Ok, so I was curious and I looked into the headers of healthcare.gov and to my surprise its powered by, err’ Apache and I see NO evidence of accelerators such as Varnish or Nginx. Who could it be, that thought it possible for Apache to serve millions or even hundreds of thousands of visitors per day on a heavy site like this? Also, as explained below the lack of configuring Apache correctly, meant it had no chance!
Here are Healthcare.gov’s main headers:
HTTP/1.1 200 OK
… the only good news here is, at least gzip is being used.
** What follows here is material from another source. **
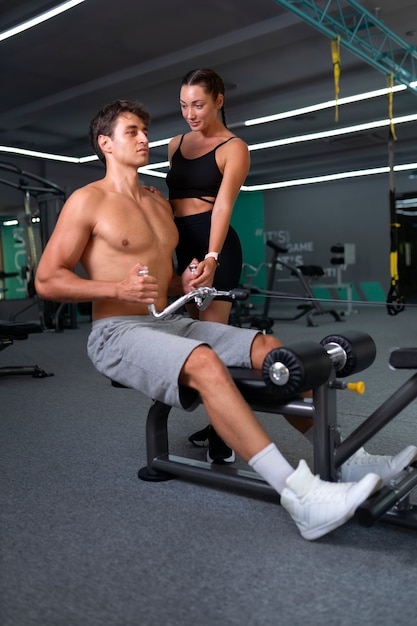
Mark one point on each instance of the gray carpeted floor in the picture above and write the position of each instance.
(85, 543)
The next problem, also indicated by the headers, or a lack thereof, is no caching of static files. For example, all of these files (and many others) are missing caching headers:
… this means each of those files have to be repeatedly served by Apache every time a user visits a page, refreshes, etc. When a website lacks caching this becomes even more of a critical issue when there’s programming issues and site errors. It means that as users try to refresh pages and revisit repeatedly because of website errors, that multiplies the load on the server greatly! For example, with 1 million visitors retrying a “single” page just 2 to 3 times would have resulted in 2 to 3 million requests for “each” static file! A cache TTL setting of even 1 hour could have lowered loads on Apache significantly.
They’re also using the CDN service by Optimizely.com and assets.healthcare.gov is being serving from Akamai. This is fine, but not enough of the assets were being served by these CDNs, as such ultimately there should have been a proxy web server in front of Apache for statics to ensure its not overwhelmed.